O objectivo de criar uma agência em vez de uma galeria para defender a arte contemporânea africana era perturbar o modelo existente, observaram os fundadores da agência. Artistas individuais como os de África, há muito tempo subvalorizados, podem sentir-se vulneráveis ??quando querem aventurar-se num mundo artístico mais vasto, disse Omofemi, citando as suas próprias experiências negativas – um negociante não lhe pagou depois de ter levado vários dos seus quadros.

“O traficante estava a tentar explorar-me”, disse Omofemi. “Pensei: ‘Aconteceu porque não tinha uma agência para gerir e lidar com isto.'”

“Fiquei chocado ao saber que não existem gestores no mundo da arte”, disse Akande, também ele colecionador. “Os músicos têm empresários. Os atores têm gestores. Um autor teria um gerente. Todos os criativos utilizam apenas meios diferentes. Porque é que um artista não teria uma manjedoura? Há definitivamente uma lacuna no mundo da arte.”

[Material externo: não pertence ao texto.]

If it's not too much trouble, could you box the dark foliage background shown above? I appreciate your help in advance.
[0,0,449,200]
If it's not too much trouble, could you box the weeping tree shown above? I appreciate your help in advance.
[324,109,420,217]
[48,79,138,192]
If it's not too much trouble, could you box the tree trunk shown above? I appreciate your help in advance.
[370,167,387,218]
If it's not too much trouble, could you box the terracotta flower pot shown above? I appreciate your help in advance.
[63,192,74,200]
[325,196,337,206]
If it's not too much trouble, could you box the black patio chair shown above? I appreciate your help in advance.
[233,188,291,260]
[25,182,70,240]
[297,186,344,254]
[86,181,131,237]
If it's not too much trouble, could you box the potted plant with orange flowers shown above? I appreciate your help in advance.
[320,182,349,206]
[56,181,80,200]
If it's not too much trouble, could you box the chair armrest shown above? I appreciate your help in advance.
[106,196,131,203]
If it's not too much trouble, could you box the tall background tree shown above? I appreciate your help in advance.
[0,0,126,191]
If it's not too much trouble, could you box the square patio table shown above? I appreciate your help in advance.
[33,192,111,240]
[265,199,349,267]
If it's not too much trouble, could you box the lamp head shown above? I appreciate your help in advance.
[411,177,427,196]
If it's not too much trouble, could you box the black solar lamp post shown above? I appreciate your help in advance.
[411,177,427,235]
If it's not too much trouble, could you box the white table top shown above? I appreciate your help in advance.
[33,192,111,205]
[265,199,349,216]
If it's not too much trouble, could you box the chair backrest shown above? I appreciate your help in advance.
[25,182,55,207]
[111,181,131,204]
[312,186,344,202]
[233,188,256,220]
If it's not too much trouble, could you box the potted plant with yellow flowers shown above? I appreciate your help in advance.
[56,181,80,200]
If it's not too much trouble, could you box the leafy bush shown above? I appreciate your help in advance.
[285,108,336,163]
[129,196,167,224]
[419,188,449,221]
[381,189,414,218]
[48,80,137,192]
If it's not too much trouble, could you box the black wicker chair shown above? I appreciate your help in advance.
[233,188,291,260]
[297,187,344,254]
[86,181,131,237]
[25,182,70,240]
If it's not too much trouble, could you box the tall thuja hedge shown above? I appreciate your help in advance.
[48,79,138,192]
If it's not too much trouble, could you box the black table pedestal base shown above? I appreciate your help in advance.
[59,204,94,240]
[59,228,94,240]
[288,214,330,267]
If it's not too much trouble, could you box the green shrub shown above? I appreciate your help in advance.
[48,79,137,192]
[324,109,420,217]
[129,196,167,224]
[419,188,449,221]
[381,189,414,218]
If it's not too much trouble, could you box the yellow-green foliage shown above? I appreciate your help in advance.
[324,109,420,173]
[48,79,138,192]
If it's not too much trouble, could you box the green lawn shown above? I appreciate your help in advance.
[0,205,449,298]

PieceUnique atua como uma camada adicional entre artistas e galerias, negociantes e instituições de outras partes do mundo. A agência não tem um acordo de exclusividade com o artista, segundo os fundadores, mas sim, concentra-se em ajudar os artistas a concretizar a sua visão de todas as formas, desde criações artísticas a marcas pessoais e merchandise.

Expandindo a narrativa

O alargamento da narrativa em torno da arte africana é a chave para o futuro, e isto pode ser conseguido através do discurso da diáspora africana, observou El Glaoui. Construir relações para além daquelas com raízes africanas irá expandir ainda mais a base de público da arte com laços do continente. Londres parece ser um ponto de encontro legítimo para servir este propósito.

“O diversificado panorama artístico e o público global de Londres fazem dela um local privilegiado para exibir a arte africana”, observou Timothy Tan, colecionador residente em Manila, cuja coleção de arte da diáspora africana foi exibida no Museu Metropolitano de Manila no ano passado na exposição “Sons de Blackness”, a primeira grande montra de arte do continente. “Além disso, as galerias e museus da cidade estão ansiosos por apresentar vozes diversas, oferecendo aos artistas africanos um palco de destaque.”

Na 1-54, a veterana negociante chinesa Pearl Lam, que tem espaços em Hong Kong e Xangai, estreia-se na feira com “Terra Mater”, uma apresentação individual de 12 novas obras de tapeçaria e 10 esculturas do artista nigeriano Alimi Adewale. O artista fará uma exposição individual com a galeria em Xangai em 2025.

“O discurso da diáspora africana permite aos artistas desafiar as narrativas tradicionais e criar um espaço onde diferentes histórias culturais se cruzam”, disse El Glaoui. “Olhando para o futuro, vejo o trabalho dos artistas da diáspora a continuar a expandir-se em importância, não só na Europa, mas a nível global.”.